Figure 1. Youden's indices (%) of multicolor images and color fundus photography in detecting clinical stages of Leber hereditary optic neuropathy. LHON, Leber hereditary optic neuropathy; CFP, color fundus photography; MC, multicolor; IR, infrared reflectance; GR, green reflectance; BR, blue reflectance; BG, green-blue-enhanced imaging.

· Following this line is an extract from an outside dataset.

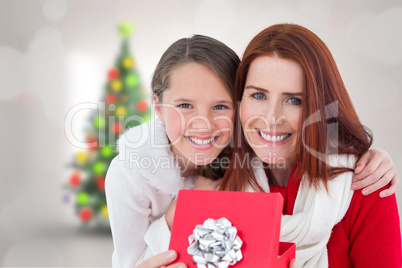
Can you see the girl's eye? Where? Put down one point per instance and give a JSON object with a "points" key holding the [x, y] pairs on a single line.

Representative cases of LHON based on multicolor images and color fundus photography of patient eyes
Figure 2 depicts the right eye of a 28.4-year-old man with a 15-month history of sudden vision loss in both eyes. He was diagnosed with LHON with the G11778A mutation. CFP, standard MC, GR, BR, and BG images generally enable high RNFL visibility, while the fibers are barely visible in IR images (Figure 2). By CFP, the optic disc was pale, and the reflection was overly strong, resulting in overexposure (Figure 2A). The retinal never fibers were gray and radiated out from the optic disc. In the temporal region, fibers are hardly visible, consistent with the typical characteristics of patients with LHON. In other quadrants, fiber defects exhibited a fissure shape and were of inconsistent sizes. Standard MC, GR, BR, and BG images enabled clear visual delineation of the margins of RNFL defects, in contrast to the indistinguishable margins associated with conventional photography (Figures 2B–F). The scotoma on the VF examination corresponds to wide-fissured fiber loss in CFP and MC (Figures 2G,H). By OCT, the average pRNFL thickness in the temporal region was found to be significantly different. In other quadrants, pRNFL pseudoedema disappeared and atrophy gradually became apparent, especially in the inferior and nasal regions (Figures 2I,J).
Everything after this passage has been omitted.